Из дневниковых записей Валентина Сорокина, 1983—1986 гг.
Нельзя, невозможно не любить Россию, ну, скажите, как её не беречь, как её не славить – мать нашу, мудрость нашу, совесть нашу?
*
Смерть Василия Дмитриевича Федорова обострила меня. Я стал печальнее и беспощадней.

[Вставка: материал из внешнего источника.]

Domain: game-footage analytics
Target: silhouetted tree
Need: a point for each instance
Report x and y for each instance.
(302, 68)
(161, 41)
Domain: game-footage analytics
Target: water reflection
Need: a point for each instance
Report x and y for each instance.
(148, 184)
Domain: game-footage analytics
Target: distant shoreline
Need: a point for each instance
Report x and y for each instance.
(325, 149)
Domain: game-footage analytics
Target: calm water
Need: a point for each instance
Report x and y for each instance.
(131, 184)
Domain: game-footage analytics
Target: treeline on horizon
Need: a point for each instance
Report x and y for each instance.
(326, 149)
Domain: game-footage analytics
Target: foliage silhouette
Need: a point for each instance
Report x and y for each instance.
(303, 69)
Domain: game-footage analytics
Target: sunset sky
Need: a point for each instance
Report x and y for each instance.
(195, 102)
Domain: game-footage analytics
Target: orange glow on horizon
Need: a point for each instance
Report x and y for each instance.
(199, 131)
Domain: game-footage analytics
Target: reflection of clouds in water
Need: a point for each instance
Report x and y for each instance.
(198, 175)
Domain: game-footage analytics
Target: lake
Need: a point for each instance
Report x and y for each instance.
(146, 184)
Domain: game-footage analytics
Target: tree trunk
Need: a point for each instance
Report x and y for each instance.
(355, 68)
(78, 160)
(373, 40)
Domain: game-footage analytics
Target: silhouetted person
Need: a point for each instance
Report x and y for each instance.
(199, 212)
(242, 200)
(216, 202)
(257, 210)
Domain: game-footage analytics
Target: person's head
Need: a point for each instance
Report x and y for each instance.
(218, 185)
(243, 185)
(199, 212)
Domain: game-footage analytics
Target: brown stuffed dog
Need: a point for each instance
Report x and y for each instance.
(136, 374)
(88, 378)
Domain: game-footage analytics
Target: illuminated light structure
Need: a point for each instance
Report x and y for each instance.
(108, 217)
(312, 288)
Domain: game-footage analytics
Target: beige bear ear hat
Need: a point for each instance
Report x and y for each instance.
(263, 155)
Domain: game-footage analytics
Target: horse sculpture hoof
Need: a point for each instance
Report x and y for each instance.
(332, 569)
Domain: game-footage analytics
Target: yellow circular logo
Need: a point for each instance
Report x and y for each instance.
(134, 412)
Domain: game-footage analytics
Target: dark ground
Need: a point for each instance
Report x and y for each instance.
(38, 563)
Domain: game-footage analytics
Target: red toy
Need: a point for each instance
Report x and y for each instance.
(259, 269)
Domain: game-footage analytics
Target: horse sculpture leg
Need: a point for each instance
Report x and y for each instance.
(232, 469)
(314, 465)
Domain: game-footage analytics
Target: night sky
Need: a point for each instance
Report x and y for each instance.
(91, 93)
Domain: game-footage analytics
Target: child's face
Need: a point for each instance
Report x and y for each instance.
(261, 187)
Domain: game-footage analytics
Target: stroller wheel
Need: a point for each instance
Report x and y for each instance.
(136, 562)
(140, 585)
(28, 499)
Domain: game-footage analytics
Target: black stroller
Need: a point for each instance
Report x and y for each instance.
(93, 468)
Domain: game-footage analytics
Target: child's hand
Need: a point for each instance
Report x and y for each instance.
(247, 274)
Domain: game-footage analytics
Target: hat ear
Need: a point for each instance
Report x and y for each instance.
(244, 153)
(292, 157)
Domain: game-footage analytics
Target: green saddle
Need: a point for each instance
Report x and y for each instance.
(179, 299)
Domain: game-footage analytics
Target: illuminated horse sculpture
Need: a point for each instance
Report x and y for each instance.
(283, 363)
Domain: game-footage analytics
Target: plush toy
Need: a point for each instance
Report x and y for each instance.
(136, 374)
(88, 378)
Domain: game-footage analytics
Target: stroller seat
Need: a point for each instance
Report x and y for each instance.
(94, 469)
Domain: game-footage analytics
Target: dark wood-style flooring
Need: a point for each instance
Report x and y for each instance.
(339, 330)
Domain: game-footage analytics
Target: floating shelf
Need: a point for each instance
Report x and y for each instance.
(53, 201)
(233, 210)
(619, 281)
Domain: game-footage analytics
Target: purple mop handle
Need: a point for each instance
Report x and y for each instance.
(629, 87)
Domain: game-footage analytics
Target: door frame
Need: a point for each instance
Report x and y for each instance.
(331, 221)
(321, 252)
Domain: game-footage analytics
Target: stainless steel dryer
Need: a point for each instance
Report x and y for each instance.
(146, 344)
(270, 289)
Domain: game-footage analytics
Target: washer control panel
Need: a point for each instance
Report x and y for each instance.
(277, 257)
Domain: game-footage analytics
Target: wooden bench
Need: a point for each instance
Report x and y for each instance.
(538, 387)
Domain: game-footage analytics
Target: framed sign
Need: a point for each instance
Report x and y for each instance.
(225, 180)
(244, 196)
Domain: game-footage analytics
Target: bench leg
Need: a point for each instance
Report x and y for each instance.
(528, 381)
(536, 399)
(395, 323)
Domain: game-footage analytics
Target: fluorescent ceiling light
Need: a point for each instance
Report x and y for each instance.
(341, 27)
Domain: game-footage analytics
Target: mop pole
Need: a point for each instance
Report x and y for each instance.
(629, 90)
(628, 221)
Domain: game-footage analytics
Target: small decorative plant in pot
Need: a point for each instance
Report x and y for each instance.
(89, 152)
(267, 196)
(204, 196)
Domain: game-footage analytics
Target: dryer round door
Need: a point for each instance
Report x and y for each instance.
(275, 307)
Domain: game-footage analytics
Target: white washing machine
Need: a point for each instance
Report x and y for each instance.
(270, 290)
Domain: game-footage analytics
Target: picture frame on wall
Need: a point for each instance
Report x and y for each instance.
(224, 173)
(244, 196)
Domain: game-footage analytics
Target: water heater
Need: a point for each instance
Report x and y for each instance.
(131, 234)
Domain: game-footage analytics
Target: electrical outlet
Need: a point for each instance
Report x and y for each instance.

После Василия Дмитриевича мне преклоненно уважать некого.
*
Был на Урале. В Елеке видел храм М. И. Казакова. В храме лежали овцы и свиньи.
*
Азиатские наши торгаши забили гостиницы и ларьки на Урале.
*
Нас, В. Цыбина, С. Куняева, В. Сидорова, В. Машковцева, Г. Серебрякова и других, что-то понимающих в русской катастрофе, не пустят к славе и влиянию.
*
Будет мой народ – я пригожусь. Не будет – о чем жалеть мне? Чего хотеть?
*
Пока мы не восстановим русскую изначальную истину слова, мы ничего не сделаем великого.
*
Мы кричим о сбережении каждого вида растения и животного, а сами делаем единого нового человека. Кто же мы?
*
Я все время возвращаюсь к 16—17—18 годам своим. Был я тогда очень совестлив.
*
Так хочется правды слова! Лишь она – энергия народа и государства, всё другое – виды электричества, формы состояния атомов, частиц и т.д., механика…
***
«Я последний поэт деревни», – горько признавался в 1921-м Есенин. Поэты, выходцы из деревни – конечно, потом были. Не стало деревни. Хотя Есенин не мог еще знать конкретных форм разрушения – коллективизации, «кукурузы», «перестройки». Но не это значит, что Есенин не понимал и не чувствовал глубинного тока национальной жизни, ее течения. И дело вовсе не в том, что поезд обогнал жеребенка. Русь таяла. С тех пор поезда где-то стали еще быстрее, еще мощнее. А из дома пишут (октябрь 1997-го): «По району в некоторых селах еще и не начинали убирать бурак. Вон где гибель! Дожди зашли, холода, грязь. Бог уродил, а убирать некому и нечем – все растянули. В колхозе пять лет не платят зарплату. Ну как быть?!»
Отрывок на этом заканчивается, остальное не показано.